Response-Based and Counterfactual Learning for Sequence-to-Sequence Tasks in NLP: An Overview

“We all need people who will give us feedback. That’s how we improve.” - Bill Gates, TED Talks Education, May 2013


We all know that supervised data is expensive to obtain. So let’s ask the following question: What if we learn from feedback given to model outputs instead?

Next to reducing the requirement for supervised data, learning from feedback also has several other advantages:

  • Even if supervised data is given, we want to also discover alternative good outputs.
  • With feedback given to model outputs, we can improve over time.
  • It is possible to personalise a system to a specific use case or user.

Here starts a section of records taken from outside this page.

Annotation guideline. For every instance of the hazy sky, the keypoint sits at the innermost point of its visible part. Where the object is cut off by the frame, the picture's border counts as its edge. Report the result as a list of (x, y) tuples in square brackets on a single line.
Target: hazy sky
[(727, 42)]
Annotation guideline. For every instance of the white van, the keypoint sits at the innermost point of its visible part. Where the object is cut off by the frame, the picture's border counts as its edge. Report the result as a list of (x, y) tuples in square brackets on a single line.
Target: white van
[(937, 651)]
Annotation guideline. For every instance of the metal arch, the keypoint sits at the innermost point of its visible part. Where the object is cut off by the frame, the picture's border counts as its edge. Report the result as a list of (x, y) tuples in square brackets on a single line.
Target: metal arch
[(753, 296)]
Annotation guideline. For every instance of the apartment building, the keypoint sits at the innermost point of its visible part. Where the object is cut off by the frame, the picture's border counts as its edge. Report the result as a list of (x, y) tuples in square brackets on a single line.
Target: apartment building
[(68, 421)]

For these reasons, I explored how to learn from feedback for sequence-to-sequence tasks in NLP in my PhD thesis.

The scenario I assume in my thesis can be summarized with the following picture:


A pre-trained model receives an input for which it produces one or several outputs. An output is grounded in a given external world which assigns some feedback to it. The feedback is then used to update the pre-trained model.


While exploring how to learn from feedback, there are three different aspects we consider in the thesis. First, we have a final application in mind: we want to build a natural language interface to the geographical database OpenStreetMap (OSM). Second, we consider two different approaches to learn from feedback, response-based on-policy learning and counterfactual off-policy learning. Third, both approaches are applied to two different tasks, semantic parsing for question answering and machine translation.


Overall, the thesis has three parts, which we now look at in turn.

In Part 1 we set up the application of building a natural language interface to OSM. Part 2 and 3 each look at one approach of learning from feedback. In both cases, the approach is applied to both tasks, semantic parsing for question-answering and machine translation. Finally, we conclude by drawing a direct comparison between both approaches.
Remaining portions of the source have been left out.